Gawker horror stories here

@rptrcub: And I think you have your own submission. Next time bring something made with infused butter.

@SanFranLefty: Must agree. I don’t even smoke and yet I know butter is the way it is done. I can only assume that baked is at such an advanced state she can just eat it like a salad.

@homofascist: Actually, you can infuse any oil – olive oil, grapeseed oil, etc. – with cannabis.


There is an excellent brew pub in Toronto that makes a very good “Hemp” Ale (yes, I’ve had it a few times.)

i can’t believe i never heard of it! i learn so much here…
thank you!

actually i’m a cheap date. any old weed is fine. it’s just a matter of whether you take one hit or 10. i’m not a connoisseur, these pot snobs are way worse than wine snobs. and i don’t stumble around wasted, just a whiff to blur the sharp edges a little. though it’s ratbastards explanation for why i walk into rooms and forget why i’m there en route. he says, that’s why they call it dope. whatever.

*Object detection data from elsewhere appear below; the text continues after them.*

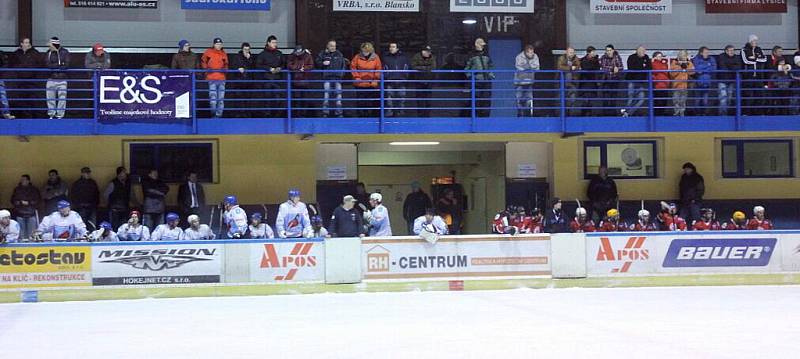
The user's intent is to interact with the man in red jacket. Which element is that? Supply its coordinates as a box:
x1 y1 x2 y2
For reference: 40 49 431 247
200 38 228 118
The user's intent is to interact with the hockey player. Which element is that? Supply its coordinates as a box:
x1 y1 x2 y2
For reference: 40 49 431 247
629 209 658 232
222 195 247 239
34 200 86 241
747 206 772 231
183 214 217 241
656 202 688 232
305 216 330 238
275 189 311 238
150 212 185 241
117 211 150 241
722 211 747 231
414 208 448 235
598 208 628 232
0 209 19 244
364 193 392 237
569 207 597 233
692 208 721 231
247 212 275 239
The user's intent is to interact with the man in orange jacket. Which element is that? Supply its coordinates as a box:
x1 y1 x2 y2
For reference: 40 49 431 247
200 38 228 118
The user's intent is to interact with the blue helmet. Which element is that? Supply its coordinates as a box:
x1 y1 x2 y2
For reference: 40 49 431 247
167 212 181 222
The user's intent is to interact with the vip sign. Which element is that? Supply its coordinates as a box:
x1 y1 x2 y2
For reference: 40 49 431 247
250 242 325 282
450 0 534 13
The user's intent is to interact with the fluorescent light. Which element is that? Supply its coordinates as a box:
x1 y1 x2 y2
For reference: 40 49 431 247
389 142 439 146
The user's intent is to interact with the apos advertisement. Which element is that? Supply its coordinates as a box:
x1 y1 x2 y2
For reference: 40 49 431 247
589 0 672 14
92 244 224 285
362 236 551 279
0 246 92 288
96 71 192 121
250 241 325 283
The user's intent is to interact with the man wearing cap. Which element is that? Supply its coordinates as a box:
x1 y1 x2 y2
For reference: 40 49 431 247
275 189 311 238
45 36 69 120
33 200 86 241
83 42 111 70
200 38 228 118
364 193 392 237
0 209 19 244
183 214 216 241
150 212 186 241
69 167 100 223
246 212 275 239
117 211 150 242
329 195 364 238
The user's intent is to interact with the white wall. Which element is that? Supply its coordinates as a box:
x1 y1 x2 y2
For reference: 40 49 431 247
30 0 295 48
565 0 798 50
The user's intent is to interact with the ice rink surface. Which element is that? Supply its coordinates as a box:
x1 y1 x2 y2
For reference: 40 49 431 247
0 286 800 359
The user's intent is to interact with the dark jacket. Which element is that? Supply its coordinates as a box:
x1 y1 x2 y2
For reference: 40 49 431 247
625 54 653 81
256 48 284 80
403 190 431 222
328 206 364 238
383 50 411 81
679 163 706 205
11 184 42 217
178 181 206 212
44 47 69 80
317 50 347 80
69 178 100 208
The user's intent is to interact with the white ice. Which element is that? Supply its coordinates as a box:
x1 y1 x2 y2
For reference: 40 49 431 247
0 286 800 359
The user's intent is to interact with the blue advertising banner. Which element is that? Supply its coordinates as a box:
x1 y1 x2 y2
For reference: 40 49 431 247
96 71 192 121
663 238 777 268
181 0 270 11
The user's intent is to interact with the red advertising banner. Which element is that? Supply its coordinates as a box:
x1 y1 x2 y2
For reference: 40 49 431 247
706 0 787 14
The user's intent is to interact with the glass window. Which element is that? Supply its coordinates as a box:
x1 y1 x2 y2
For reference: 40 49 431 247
584 141 658 179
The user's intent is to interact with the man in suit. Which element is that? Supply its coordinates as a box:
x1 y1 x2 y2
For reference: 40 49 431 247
178 171 206 226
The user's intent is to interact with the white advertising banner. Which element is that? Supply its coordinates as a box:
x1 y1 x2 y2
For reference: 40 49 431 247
589 0 672 14
250 241 325 283
362 235 550 279
333 0 419 12
92 242 225 285
450 0 534 13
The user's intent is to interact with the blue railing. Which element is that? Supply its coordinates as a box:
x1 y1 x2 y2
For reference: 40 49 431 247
0 69 800 135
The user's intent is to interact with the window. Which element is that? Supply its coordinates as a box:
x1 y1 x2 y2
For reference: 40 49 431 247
128 142 215 183
583 141 658 179
722 140 794 178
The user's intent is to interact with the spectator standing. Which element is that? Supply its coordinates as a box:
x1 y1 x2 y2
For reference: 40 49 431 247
11 175 42 239
83 42 111 70
679 162 706 223
717 45 742 116
692 46 717 115
44 169 69 217
409 46 437 116
317 40 347 117
600 44 622 113
142 169 169 231
558 47 581 116
69 167 100 225
514 45 539 117
383 42 411 117
45 36 70 120
464 37 494 117
350 42 383 117
669 50 694 116
286 44 314 117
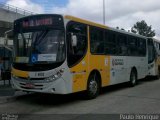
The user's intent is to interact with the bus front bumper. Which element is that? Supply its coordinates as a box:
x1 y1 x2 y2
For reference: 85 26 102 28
11 77 71 94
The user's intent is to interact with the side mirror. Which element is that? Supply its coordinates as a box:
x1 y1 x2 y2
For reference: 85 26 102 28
71 33 77 47
4 29 13 45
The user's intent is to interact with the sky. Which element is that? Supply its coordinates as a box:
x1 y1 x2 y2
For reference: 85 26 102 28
0 0 160 39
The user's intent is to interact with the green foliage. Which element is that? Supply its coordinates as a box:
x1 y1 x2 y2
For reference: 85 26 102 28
131 20 155 37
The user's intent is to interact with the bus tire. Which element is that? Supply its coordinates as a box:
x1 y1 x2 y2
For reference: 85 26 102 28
129 69 137 87
86 72 100 99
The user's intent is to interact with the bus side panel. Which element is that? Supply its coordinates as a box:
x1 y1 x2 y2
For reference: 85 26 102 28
70 55 89 93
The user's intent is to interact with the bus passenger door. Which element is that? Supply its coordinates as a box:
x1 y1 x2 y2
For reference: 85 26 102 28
111 56 127 84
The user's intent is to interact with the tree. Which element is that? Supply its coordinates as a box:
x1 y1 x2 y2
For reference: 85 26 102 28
131 20 155 37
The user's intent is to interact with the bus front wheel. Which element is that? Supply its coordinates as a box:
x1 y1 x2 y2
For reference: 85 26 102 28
86 72 100 99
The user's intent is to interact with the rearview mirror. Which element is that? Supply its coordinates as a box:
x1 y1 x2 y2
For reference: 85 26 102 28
71 33 77 47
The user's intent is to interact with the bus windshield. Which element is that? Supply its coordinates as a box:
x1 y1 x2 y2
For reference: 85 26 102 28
15 29 65 64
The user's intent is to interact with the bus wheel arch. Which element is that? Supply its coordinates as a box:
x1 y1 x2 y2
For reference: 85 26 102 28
129 67 138 87
85 70 101 99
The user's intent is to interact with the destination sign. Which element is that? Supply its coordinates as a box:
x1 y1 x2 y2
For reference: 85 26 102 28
14 14 64 33
22 18 53 28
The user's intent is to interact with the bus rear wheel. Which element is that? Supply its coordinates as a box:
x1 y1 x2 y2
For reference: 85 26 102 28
86 73 100 99
129 69 137 87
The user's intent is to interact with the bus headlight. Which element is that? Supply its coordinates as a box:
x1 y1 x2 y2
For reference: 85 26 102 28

where the hell did you go? the last supper? they absolutely need to be dosed next time… the recipe nojo found for brownies looks excellent.

@Benedick: This seems crazy: “Actors on Broadway even have two contracts: Principal and Chorus. You are on a chorus contract if you play more than two parts.” The Chorus actors must have the same bargaining power as the Latino guys who line up outside the hardware store near my house.

@Dodgerblue: Exactly. What’s worse is that if you are playing a part and throwing a hood over your head to cross the stage Equity will demand that you sign a chorus contract. It makes no sense. Comes from when the chorus had its own union and they will not give it up. They also can’t be fired.